Speaking ahead of the official data release, Pill expressed concerns that the Bank’s efforts to bring inflation under control were beginning to show “signs of stuttering.” He said the risk of persistent inflation led him to vote for a ‘skip’ in rate cuts during the most recent policy meeting earlier this month.
A Surprise Jump in Inflation
The ONS data confirmed Pill’s fears, showing that the Consumer Prices Index (CPI) inflation rose to 3.5% in April — higher than many economists and the Bank itself had anticipated.
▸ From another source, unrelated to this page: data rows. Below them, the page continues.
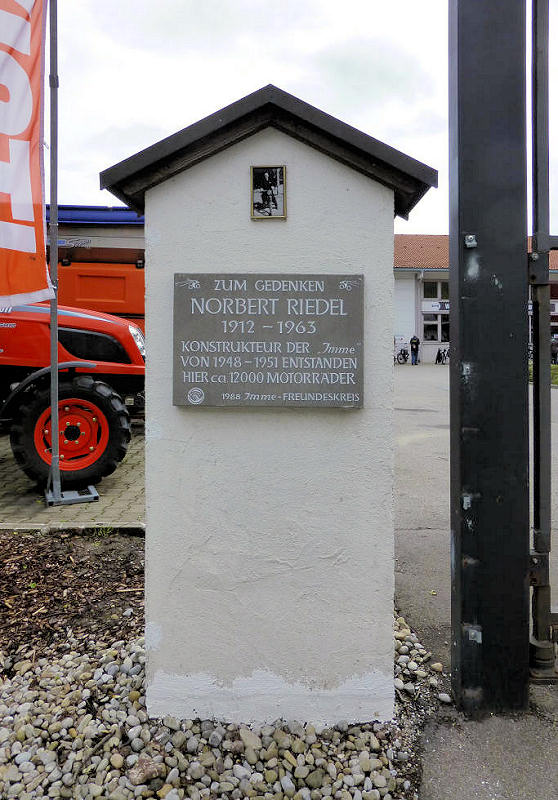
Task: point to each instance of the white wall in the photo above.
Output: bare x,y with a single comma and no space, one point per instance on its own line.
269,545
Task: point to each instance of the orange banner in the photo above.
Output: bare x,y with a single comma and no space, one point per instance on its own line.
23,270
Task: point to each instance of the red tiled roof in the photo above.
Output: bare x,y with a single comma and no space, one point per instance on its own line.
430,251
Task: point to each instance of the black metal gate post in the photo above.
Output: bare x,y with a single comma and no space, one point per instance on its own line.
542,648
488,372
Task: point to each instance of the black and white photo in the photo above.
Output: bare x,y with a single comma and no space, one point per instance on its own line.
268,192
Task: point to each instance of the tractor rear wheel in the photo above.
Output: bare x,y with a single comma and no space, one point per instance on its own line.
94,431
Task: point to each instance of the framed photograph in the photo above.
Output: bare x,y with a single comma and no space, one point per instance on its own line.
268,192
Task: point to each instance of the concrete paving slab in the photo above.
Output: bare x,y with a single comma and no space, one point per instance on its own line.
500,758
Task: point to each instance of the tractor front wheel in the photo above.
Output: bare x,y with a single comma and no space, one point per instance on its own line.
94,431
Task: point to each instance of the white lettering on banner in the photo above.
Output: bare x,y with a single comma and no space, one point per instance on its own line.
15,180
15,114
17,237
15,32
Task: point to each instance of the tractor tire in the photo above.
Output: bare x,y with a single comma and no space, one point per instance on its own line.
94,428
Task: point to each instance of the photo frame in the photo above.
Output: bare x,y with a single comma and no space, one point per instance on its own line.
268,192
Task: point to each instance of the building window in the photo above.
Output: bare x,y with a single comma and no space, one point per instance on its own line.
436,290
435,316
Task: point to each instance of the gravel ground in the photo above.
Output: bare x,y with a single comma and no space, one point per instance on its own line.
73,724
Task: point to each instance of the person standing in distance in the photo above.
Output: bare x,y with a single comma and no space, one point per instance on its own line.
415,342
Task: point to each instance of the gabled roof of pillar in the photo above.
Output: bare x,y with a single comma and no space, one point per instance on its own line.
270,107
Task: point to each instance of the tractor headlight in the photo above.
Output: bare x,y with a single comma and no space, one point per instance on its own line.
137,335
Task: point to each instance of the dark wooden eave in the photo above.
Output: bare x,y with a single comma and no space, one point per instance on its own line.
270,107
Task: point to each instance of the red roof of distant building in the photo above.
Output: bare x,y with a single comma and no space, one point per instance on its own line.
431,251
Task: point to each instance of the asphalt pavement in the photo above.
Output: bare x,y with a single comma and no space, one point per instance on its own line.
502,757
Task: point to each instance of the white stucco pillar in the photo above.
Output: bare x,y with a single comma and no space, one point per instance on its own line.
269,545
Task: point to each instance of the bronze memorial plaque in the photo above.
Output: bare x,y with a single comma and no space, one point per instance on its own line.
268,340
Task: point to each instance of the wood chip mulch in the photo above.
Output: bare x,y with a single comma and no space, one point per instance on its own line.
53,582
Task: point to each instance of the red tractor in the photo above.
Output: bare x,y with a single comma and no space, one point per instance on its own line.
101,382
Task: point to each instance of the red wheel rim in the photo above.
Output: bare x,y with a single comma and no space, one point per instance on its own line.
83,437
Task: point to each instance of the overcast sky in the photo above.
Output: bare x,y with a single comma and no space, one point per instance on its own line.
135,71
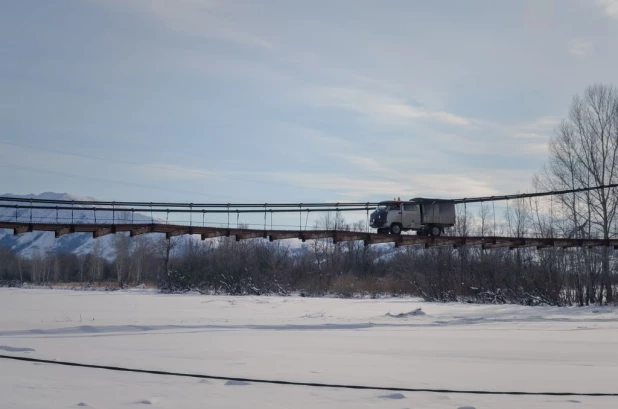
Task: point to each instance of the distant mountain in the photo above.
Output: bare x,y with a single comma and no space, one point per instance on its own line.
31,244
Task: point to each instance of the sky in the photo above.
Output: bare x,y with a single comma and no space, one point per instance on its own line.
280,100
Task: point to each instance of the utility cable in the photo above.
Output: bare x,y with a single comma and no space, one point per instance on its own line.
312,384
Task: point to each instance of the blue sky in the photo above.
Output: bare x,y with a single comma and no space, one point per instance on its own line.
187,100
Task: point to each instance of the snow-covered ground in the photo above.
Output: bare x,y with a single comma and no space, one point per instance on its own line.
386,342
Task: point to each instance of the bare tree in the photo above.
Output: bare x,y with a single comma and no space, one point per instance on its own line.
164,247
583,153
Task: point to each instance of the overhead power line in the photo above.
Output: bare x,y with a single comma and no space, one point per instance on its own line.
260,207
310,384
While a rise had been expected due to widespread bill increases, the scale of the jump took many by surprise. It marks the highest inflation level in more than a year, reflecting what some analysts have called an “awful April” for households, as the cost of essentials like energy and broadband surged.
A Divided Bank of England
The rate decision itself was split three ways by the Bank of England’s Monetary Policy Committee (MPC):
- Five members voted for a modest rate cut, bringing the base rate down by 0.25% from 4.5% to 4.25%
- Two members, including Pill, voted to keep rates unchanged
- Two other members pushed for a larger 0.5% cut
Despite being in the minority, Pill has stood firm in his view that the pace of cuts has been too fast. He argued that the rate of underlying inflation remains “obstinately robust” and that the Bank has moved too aggressively in trimming rates since last summer.
“My starting point is that the pace of Bank rate reduction should be cautious, running slower than the [quarter percentage point] per quarter we have implemented since last August,” Pill said during a briefing.
He emphasised that he wasn’t advocating for a complete halt to cuts, but rather a more measured approach. In his view, the previous round of rate hikes in 2023 ended prematurely, and the decision to begin cutting in early 2024 was “slightly too early.”
Market Reactions and Borrower Concerns
Pill’s comments have poured cold water on hopes for a swift series of rate reductions. As a result:
- Markets are no longer pricing in a rate cut for June
- For the next MPC meeting in August, the chances of a further cut — from 4.25% to 4% — are now seen as only around 50/50
- By summer 2025, interest rates are only expected to fall marginally to around 3.75%
This will come as disappointing news to millions of borrowers, especially homeowners and businesses, hoping for some relief from high lending costs. It also comes amid fresh insolvency data showing that 2,053 companies went bust last month — the highest monthly figure since July.
Differing Views Among Rate-Setters
Pill’s stance has put him at odds with other members of the MPC, and even some former Bank officials have weighed in.
Andrew Sentance, a former MPC member, said he agrees with Pill’s caution but described it as a “worrying signal” that the Bank’s chief economist is out of step with the broader committee on such a crucial issue.
A key concern for those with a more hawkish view — like Pill — is the pace of wage growth, which remains high. There are fears this could keep upward pressure on inflation if left unchecked.
However, economists at Goldman Sachs have taken a more optimistic view. They believe that pay growth will ease significantly this year, allowing the Bank of England to adopt a “less cautious” stance moving forward.